During natural disasters, governments and first-response organizations such as the Red Cross often struggle to predict which areas will be hit the hardest. We used historical storm and census data alongside the IBM Watson Machine Learning to model impacts on a region based on socioeconomic and geographic factors.
What it does
Our predictions can then be utilized by first responders, government organizations, and the Red Cross to better prioritize and allocate resources immediately following a disaster. We hope to eventually implement this on a more granular scale so that natural disaster relief can be given in a priority-order of need.
How we built it
Challenges we ran into
Accomplishments that we're proud of
We are proud of coming up with our metric formula, learning to clean data, training our predictive AI model successfully, being flexible with the technologies we used, learning new technical skills like Watson AutoAI, shapefiles, and Pandas.
What we learned
We learned more about how IBM Watson AutoAI works with datasets to predict future data, better communication and collaboration skills, and how to integrate all of our technologies like Python, JS, IBM AutoAI, and our frontend website.
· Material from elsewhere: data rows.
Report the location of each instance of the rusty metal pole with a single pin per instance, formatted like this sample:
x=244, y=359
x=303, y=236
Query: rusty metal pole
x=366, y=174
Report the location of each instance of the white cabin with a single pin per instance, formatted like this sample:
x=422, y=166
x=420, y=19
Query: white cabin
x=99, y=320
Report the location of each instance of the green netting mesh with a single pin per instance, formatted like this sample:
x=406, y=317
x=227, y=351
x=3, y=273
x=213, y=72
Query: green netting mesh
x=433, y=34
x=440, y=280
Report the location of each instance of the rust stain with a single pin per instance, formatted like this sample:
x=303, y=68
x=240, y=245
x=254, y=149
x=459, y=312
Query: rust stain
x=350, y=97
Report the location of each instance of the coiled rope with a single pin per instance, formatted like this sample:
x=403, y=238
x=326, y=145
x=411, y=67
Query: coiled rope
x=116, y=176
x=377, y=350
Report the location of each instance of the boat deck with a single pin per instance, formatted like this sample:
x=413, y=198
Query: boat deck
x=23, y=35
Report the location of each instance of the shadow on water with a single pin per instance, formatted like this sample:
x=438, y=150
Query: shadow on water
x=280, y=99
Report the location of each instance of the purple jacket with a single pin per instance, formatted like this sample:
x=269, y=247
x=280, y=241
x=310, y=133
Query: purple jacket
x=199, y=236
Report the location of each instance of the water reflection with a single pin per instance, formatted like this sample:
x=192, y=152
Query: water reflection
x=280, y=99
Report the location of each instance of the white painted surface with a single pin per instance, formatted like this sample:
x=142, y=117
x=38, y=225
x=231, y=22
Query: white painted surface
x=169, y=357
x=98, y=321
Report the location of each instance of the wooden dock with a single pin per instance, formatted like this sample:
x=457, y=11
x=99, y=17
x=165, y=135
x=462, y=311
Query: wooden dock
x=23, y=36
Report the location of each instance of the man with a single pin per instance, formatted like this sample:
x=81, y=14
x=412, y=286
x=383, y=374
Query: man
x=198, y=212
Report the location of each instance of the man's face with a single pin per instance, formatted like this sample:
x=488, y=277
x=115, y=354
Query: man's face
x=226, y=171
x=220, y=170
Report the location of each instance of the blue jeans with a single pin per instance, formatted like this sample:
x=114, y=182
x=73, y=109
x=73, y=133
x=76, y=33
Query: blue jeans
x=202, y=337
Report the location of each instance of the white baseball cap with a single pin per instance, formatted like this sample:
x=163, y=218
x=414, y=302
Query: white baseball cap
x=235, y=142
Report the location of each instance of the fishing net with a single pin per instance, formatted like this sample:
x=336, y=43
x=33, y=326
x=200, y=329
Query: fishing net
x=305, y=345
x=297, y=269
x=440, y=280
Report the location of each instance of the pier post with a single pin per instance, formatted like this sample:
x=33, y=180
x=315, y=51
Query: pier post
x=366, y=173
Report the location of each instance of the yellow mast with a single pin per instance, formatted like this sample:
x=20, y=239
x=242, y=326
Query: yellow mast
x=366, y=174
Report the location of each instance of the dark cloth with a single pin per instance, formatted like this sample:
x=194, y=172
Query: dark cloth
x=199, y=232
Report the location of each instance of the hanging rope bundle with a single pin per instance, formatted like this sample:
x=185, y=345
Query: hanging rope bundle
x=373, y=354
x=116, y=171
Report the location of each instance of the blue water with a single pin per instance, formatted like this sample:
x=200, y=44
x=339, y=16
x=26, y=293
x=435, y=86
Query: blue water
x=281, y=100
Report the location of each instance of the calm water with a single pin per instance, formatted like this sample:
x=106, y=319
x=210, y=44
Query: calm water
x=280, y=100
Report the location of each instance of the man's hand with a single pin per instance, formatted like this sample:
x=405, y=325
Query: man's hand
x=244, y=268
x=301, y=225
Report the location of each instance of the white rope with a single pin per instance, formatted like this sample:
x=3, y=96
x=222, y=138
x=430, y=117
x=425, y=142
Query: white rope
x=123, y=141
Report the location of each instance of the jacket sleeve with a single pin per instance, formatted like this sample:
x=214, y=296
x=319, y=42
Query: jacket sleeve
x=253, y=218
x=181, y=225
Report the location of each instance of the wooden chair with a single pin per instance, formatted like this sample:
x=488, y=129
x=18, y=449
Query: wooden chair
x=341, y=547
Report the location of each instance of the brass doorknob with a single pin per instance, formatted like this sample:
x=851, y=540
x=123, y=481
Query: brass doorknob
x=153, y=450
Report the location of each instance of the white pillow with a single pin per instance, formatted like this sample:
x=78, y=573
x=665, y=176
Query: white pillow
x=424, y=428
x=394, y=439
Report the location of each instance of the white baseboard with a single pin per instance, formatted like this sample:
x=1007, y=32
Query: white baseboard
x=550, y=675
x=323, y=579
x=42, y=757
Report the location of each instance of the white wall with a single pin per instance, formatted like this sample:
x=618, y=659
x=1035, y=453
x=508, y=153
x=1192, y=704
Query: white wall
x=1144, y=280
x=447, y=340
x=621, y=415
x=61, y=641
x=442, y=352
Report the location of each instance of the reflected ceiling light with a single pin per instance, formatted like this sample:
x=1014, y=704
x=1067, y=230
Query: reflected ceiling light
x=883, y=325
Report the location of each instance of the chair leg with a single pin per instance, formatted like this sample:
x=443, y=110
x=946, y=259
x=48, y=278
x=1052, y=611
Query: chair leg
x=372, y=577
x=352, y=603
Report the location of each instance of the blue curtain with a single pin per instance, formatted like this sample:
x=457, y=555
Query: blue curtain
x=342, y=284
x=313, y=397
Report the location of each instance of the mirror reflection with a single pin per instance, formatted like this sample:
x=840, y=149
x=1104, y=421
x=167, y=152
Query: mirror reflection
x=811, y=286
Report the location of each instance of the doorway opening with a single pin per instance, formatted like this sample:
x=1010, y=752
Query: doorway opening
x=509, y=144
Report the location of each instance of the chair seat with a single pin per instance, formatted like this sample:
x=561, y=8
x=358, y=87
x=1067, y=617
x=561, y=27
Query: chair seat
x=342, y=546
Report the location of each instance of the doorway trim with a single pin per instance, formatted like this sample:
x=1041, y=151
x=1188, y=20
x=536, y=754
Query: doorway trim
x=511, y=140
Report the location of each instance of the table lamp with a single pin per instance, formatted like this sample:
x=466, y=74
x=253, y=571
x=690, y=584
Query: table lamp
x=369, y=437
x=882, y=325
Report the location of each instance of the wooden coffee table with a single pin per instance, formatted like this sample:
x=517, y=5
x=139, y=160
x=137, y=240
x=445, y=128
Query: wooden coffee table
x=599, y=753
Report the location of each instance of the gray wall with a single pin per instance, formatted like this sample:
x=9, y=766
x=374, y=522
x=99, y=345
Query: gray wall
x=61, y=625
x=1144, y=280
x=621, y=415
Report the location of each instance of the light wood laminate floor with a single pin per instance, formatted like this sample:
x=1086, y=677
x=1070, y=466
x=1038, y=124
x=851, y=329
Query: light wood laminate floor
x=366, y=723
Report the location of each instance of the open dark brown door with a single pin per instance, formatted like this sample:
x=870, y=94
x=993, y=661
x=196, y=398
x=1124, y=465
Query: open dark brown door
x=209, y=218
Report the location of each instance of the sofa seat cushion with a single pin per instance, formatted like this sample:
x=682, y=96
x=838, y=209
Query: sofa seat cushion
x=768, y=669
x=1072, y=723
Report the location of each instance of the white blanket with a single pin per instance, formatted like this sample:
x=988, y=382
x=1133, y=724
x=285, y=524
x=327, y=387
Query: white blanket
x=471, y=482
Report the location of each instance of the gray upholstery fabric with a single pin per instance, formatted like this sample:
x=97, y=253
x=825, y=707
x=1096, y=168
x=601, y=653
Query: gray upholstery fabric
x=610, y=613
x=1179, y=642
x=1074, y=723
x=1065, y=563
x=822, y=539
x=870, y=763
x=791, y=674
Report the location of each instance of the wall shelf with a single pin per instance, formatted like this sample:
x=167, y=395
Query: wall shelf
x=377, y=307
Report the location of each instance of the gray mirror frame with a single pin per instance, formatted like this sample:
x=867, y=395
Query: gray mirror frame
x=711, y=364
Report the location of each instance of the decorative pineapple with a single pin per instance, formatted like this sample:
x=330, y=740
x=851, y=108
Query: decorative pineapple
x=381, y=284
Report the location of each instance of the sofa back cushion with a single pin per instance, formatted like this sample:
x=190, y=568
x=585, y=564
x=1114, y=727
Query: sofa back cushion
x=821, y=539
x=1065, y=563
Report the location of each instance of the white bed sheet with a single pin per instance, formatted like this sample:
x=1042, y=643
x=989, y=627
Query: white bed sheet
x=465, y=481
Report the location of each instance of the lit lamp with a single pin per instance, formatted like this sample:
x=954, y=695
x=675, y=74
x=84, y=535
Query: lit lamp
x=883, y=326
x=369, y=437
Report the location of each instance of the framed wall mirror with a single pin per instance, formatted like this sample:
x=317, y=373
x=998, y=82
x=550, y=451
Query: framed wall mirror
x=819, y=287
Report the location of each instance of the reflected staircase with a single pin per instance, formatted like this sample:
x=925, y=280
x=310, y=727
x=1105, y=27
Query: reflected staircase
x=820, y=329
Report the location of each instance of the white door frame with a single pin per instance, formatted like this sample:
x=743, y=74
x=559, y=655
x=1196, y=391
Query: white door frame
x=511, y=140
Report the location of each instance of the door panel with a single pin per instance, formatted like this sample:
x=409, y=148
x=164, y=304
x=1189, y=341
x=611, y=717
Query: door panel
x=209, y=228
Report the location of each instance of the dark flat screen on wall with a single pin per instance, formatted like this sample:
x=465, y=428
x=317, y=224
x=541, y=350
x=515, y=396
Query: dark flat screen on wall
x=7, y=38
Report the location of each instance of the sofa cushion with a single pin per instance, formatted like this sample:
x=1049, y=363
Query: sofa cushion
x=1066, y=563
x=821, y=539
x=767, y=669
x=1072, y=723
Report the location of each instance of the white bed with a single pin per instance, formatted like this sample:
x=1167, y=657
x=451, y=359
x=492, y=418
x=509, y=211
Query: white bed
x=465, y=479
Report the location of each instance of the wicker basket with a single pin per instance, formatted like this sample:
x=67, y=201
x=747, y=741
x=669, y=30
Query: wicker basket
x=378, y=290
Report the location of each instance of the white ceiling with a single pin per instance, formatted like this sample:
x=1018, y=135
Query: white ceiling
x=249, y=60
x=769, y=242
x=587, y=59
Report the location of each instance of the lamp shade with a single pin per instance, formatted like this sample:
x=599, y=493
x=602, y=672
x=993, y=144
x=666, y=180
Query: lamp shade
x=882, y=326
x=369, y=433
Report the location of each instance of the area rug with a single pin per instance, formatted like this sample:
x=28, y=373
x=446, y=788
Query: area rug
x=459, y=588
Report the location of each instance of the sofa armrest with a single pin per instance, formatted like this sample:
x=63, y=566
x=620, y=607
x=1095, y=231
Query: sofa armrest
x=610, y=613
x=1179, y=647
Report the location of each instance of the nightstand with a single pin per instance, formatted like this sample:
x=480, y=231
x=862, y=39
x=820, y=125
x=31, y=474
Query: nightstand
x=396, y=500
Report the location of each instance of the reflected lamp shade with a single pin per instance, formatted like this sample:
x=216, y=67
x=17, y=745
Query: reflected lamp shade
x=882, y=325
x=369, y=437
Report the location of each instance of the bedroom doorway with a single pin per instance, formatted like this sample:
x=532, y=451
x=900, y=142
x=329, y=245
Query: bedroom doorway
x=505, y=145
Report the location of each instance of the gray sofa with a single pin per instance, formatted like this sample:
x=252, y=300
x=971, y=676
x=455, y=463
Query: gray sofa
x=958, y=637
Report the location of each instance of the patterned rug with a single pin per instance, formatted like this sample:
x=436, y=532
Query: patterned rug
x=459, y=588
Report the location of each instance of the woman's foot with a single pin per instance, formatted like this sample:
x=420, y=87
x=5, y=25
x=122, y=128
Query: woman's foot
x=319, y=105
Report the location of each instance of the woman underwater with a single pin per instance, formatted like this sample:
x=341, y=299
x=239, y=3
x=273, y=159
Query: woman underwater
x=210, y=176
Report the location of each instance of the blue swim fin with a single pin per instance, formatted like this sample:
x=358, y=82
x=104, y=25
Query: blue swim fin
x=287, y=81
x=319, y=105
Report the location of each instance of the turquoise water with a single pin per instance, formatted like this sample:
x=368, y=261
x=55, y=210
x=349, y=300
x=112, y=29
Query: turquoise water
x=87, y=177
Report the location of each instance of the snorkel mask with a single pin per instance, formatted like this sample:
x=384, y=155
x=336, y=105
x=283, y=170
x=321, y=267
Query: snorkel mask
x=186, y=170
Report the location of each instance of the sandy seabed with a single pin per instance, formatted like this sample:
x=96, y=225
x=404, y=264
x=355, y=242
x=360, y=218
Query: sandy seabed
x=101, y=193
What's next for project hurricAIne
Next, we want to integrate historic median income data per county to find correlations between income and damage costs, due to factors like residents being unable to evacuate or having too few resources to rebuild. We also want to make more granular heat maps, and use more years of data in our predictive model. On a large scale, this could be expanded to include more types of disasters or weather events, and could be used by hospitals and grocery stores to better prepare their areas for certain disasters.